Who is he? Credit TAD

We wish to welcome the Terengganu Menteri Besar, Ahmad Razif Abdul Rahman in joining the ranks of the  ordinary people, the rakyat.  Today, it was reported, that the Sultan has stripped Ahmad Razif of the state titles, which were bestowed upon him. Ahmad Razif is not the first nor last to be “dis-robed”.

We can offer some reassuring words like “Don’t worry, be happy. It is not that bad being a rakyat biasa”.

In Malaysia, we can purchase fake degrees and falsify records, especially in corruption scandals. So why not datukships. There is no smoke without fire, and alarm bells should ring, especially when the datuk involved is neither  nor a contributor to the state.

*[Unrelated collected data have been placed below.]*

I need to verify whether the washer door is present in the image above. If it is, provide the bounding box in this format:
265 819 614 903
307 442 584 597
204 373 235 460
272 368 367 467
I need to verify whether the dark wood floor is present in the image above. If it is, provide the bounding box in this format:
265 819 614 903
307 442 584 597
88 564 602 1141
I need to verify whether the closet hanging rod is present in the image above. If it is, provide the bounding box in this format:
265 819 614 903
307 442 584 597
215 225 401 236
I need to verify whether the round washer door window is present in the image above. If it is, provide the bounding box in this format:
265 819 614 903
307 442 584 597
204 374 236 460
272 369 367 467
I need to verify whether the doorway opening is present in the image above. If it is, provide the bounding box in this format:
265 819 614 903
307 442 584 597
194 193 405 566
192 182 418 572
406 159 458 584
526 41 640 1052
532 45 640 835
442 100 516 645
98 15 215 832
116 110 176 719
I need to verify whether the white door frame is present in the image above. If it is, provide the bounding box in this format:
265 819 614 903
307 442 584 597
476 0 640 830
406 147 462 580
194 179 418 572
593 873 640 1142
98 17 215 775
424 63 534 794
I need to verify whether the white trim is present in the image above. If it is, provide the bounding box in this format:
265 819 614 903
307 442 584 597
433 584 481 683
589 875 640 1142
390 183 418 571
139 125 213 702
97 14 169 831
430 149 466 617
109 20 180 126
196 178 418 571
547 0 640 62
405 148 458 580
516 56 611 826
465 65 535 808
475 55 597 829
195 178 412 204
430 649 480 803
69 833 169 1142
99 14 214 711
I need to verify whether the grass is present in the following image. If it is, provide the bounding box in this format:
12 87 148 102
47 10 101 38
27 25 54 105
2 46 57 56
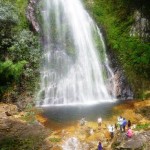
0 136 44 150
49 137 61 143
136 123 150 131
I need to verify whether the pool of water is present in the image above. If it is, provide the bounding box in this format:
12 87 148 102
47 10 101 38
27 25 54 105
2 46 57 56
41 101 124 123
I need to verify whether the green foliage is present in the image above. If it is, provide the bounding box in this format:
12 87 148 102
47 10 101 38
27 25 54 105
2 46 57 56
84 0 150 98
0 1 18 24
9 30 40 78
0 60 26 80
0 60 26 96
14 0 28 29
0 0 28 30
0 0 41 101
0 136 44 150
49 137 61 143
0 1 18 60
21 104 42 124
142 92 150 100
136 123 150 130
22 111 36 124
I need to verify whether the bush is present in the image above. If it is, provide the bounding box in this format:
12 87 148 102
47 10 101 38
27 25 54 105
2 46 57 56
9 30 40 78
0 60 26 98
0 136 44 150
0 1 18 60
0 1 41 101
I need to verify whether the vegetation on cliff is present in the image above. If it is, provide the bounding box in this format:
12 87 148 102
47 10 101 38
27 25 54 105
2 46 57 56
84 0 150 99
0 0 40 102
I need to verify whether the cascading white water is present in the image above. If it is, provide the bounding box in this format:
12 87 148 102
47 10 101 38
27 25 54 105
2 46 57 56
37 0 116 106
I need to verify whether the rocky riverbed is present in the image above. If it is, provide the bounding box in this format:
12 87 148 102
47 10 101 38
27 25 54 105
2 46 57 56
0 100 150 150
0 103 50 149
37 100 150 150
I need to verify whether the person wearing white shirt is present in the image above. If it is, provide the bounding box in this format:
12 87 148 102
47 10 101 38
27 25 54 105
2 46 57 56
108 125 115 139
118 116 123 132
97 117 102 129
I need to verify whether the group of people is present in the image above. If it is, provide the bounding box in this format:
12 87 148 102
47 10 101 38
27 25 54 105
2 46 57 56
97 116 133 140
117 116 133 138
117 116 131 132
97 116 133 149
107 116 133 139
79 116 133 150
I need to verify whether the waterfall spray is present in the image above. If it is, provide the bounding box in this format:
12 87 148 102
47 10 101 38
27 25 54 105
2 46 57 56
37 0 116 106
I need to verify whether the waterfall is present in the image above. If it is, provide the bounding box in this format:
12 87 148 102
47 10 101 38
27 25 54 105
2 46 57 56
37 0 116 106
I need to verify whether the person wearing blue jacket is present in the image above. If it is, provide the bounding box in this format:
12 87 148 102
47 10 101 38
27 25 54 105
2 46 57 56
122 118 127 132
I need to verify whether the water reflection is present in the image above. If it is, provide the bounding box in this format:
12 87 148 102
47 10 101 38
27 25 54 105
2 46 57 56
41 101 122 123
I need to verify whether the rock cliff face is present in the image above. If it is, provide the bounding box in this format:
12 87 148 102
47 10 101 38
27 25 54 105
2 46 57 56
26 0 39 32
106 41 133 100
130 10 150 42
112 7 150 99
113 69 133 100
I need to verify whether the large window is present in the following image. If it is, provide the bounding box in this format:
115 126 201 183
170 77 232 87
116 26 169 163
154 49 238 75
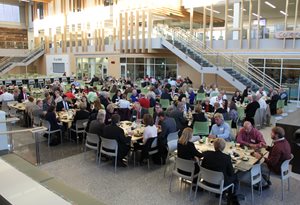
0 3 20 23
249 58 300 100
120 57 177 80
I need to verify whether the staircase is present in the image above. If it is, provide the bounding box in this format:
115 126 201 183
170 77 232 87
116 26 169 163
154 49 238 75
0 45 45 75
156 27 281 91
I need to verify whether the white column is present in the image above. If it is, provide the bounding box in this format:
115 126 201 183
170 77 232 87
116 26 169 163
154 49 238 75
89 58 96 78
28 2 34 49
232 2 240 40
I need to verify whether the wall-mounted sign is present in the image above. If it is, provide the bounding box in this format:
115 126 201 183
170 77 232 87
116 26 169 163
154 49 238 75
275 31 300 39
53 58 63 61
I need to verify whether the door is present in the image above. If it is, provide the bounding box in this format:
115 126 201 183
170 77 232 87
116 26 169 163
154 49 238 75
121 63 127 78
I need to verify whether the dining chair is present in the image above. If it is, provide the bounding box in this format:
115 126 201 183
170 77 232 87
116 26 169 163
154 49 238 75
160 99 170 109
194 166 234 205
250 164 262 205
42 120 63 147
85 132 100 164
169 157 197 199
164 139 178 177
99 137 118 173
69 119 88 143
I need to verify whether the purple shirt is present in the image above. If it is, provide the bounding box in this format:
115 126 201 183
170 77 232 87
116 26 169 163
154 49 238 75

Allegations about the “Datuk-for-sale” scam, have resurfaced. While the initial payment may be OK, the purchasers know that datukships are bought on hire purchase and there will be regular recurring payments.

Perhaps, Ahmad Razif does not realise why some Malaysians, loathe some datuks.

Datuks are becoming “two-a-penny”. Takde value!

Here are ten reasons why some Datuks are loathed:

Quality. The awards and medals should be given to an individual, based on their record of service to the Ruler and the state government. One social cynic said, “I am a regular race-goer and gambler. In this trade, you know who the baddies are. So, when a gang leader is awarded a datukship, you wonder what is going on.”

Reward for incompetency. An award is bestowed on a person because of his character and worthiness. Many civil servants and members of the Cabinet are datuks. Many of them are also highly incompetent, and some are allegedly involved in high-level corruption. The rakyat will wonder if some datukships are given to reward bad behaviour.

Preferential treatment. The datuk treats his award, as most people treat their degrees. A degree can land you a better job and better pay. Arrogant datuks use the award to demand preferential treatment. They get upgraded, on flights, even though they are booked in economy. If their house is burgled, the police are at the scene of the crime within minutes. The worst abuses of state occurs, when a datuk is shown into the office of the director of a government department, but others must wait for several hours longer, despite having a firm appointment.

Petulance. Some datuks, who travel overseas, get visibly upset when service providers fail to give them preferential treatment. Their moans usually start with, “Do you know who I am…?” The best put down was when a customer representative said, “Your passport says that your name is Nordin. Is that correct, Sir?”

Worse reputations. If you think datuks are bad, try meeting some of the datins.

Sycophants. Observe the behaviour of some of them, in the company of datuks. They grovel, and kiss the hand of the datuk, whilst running around to attend to his every need, like teenagers in love. They make others cringe with their shameless sycophancy. They have no self-respect.

Name dropping. Some datuks name drop, to get their own way. They will say that they have the approval of the sultan, or a minister, to do something highly controversial, like demolishing a heritage building for their own new development, or cutting down trees, in a protected forest area. Officials are afraid to question them; they do not want to jeopardise their own periok nasi (rice bowl).

Status. Some datuks are insecure, and crave attention. They love it when people prostrate themselves before them. Datuks with a roving eye, imagine that attractive, young women, are spellbound by their charm and physical attributes. Gold-diggers see datuks as cash registers. When they look in a mirror, the datuks see Brad Pitt staring back at them.

Reverse-roles. Women who have been made datuks consign their husbands to a life of ridicule. Behind their backs, the men are called ‘datin’.

All Malaysians have their favourite ‘datuk’. These men are found in every household. Your granddad is the only ‘datuk’ who did not have to purchase his title.